I guess the best way to say it is that building a bike isn't rocket science, nothing you can't figure out. It might not be easy if you haven't done it before but it's definitely possible.


----------



## JR 137 (Apr 28, 2012)

There's a bike pro on YouTube that has great videos on adjustments. Look up velotique. He talks slowly (in a good way), and the vids are professionally produced.


----------



## mitzikatzi (Sep 9, 2008)

instructional bike videos

this might help


----------



## AndrwSwitch (Nov 8, 2007)

If you haven't built it yet, here's another link.
Park Tool Co. » ParkTool Blog » New Bike Assembly


----------



## Berkley (May 21, 2007)

Tools you DEFINITELY need: 4/5/6/8mm allen wrenches, a phillips head screwdriver, grease. 

Tools you probably want: Cone wrenches, spoke wrenches.

Assuming everything is there and undamaged, you probably have and can probably get away with the first set of tools. If you want to be thorough, the second set will be needed.


----------



## mack_turtle (Jan 6, 2009)

before you buy that, i would consider the components. do you know what year the model is? is it a good size for you? you can't test ride it, so you better hope it's the right size.

Fuji has made this bike for several years and every year, it's a pretty lousy bike for trail use. super low-end Shimano shifting components, v-brakes, cheesy pojo stick fork. I think you could do a lot better buying a slightly older used bike. I think you can definitely set it up yourself if you have a set of metric allen wrenches and a screwdriver and take advantages of the TONS of free tutorials online (Check the Park Tool "repair help" section). but even if it's ste up right and maintained, the parts are not very precise or durable. it might not be worth your time and money.


----------



## Shibby (Jan 13, 2004)

Go for it! As others have said, watch some youtube videos, then go for it. the hardest part will probably be dialing in the drivetrain. All of the major bits should already be assembled.

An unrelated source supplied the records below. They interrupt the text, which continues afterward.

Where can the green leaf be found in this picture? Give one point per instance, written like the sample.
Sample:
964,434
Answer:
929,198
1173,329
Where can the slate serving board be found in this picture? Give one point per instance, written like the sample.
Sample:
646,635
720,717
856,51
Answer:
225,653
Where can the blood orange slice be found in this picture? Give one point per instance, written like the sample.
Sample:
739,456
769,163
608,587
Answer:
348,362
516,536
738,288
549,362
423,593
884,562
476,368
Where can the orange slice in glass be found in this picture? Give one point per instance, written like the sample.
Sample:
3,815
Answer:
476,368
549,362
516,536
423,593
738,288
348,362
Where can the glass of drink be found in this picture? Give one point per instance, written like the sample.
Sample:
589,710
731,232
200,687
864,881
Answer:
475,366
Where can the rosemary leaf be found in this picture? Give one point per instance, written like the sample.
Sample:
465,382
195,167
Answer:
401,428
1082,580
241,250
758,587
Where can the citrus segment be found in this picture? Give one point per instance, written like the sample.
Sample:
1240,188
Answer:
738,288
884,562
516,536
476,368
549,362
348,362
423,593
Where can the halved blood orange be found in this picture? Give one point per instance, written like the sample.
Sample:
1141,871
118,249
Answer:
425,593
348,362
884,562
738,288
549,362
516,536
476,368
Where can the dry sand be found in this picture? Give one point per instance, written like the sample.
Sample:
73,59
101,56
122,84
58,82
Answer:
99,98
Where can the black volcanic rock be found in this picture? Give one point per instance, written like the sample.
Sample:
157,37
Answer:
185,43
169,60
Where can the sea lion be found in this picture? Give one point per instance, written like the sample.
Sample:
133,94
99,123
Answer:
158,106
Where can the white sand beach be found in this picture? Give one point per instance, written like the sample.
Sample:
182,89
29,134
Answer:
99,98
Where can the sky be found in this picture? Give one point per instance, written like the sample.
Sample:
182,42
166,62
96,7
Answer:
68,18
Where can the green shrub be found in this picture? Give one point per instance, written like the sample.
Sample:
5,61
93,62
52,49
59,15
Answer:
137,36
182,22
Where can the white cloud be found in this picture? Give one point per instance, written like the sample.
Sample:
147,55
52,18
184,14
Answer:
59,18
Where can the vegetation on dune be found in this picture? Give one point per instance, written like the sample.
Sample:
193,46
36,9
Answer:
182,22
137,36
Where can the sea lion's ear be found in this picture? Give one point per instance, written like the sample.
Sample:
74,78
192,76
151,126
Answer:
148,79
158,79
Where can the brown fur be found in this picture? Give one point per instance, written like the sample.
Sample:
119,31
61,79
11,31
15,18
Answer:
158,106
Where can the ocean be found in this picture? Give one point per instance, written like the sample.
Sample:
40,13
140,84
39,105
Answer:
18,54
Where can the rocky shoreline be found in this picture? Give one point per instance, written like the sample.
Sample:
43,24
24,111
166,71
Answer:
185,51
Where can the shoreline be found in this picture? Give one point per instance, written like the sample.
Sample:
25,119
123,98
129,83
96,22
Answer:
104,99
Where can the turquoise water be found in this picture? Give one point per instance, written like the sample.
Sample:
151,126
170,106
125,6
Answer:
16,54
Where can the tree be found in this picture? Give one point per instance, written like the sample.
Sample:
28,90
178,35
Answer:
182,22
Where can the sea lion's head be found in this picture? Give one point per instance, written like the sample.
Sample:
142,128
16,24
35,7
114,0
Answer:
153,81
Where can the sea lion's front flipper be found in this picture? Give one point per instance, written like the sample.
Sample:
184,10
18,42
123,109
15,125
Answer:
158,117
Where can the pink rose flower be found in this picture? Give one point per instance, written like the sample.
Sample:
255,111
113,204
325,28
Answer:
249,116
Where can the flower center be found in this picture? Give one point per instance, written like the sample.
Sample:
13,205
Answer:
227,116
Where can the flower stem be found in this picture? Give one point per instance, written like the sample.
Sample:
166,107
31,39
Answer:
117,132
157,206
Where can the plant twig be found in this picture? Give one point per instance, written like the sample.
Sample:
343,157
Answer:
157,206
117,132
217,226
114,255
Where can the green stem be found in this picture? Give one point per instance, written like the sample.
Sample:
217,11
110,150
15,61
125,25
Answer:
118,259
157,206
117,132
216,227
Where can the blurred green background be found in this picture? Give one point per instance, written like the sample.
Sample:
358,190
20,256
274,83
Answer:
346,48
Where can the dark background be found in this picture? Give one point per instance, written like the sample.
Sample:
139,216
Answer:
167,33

Worst case scenario is that you decide that it's too advanced for you and you take the bike to the shop anyway.

I'll echo mack_turtle as well. This isn't an off-road bike - ensure it's at least the correct size and use it for rail trail or paved paths.


----------



## littlebadboy (Mar 27, 2012)

Thank you for all your advice! I decided to just make a pass on this one. I thought of skipping the trouble and rather get one already built up at the LBS and take advantage of the benefits and support from the LBS.


----------



## n8swag (Jun 19, 2012)

Not rele if you have the right tools


----------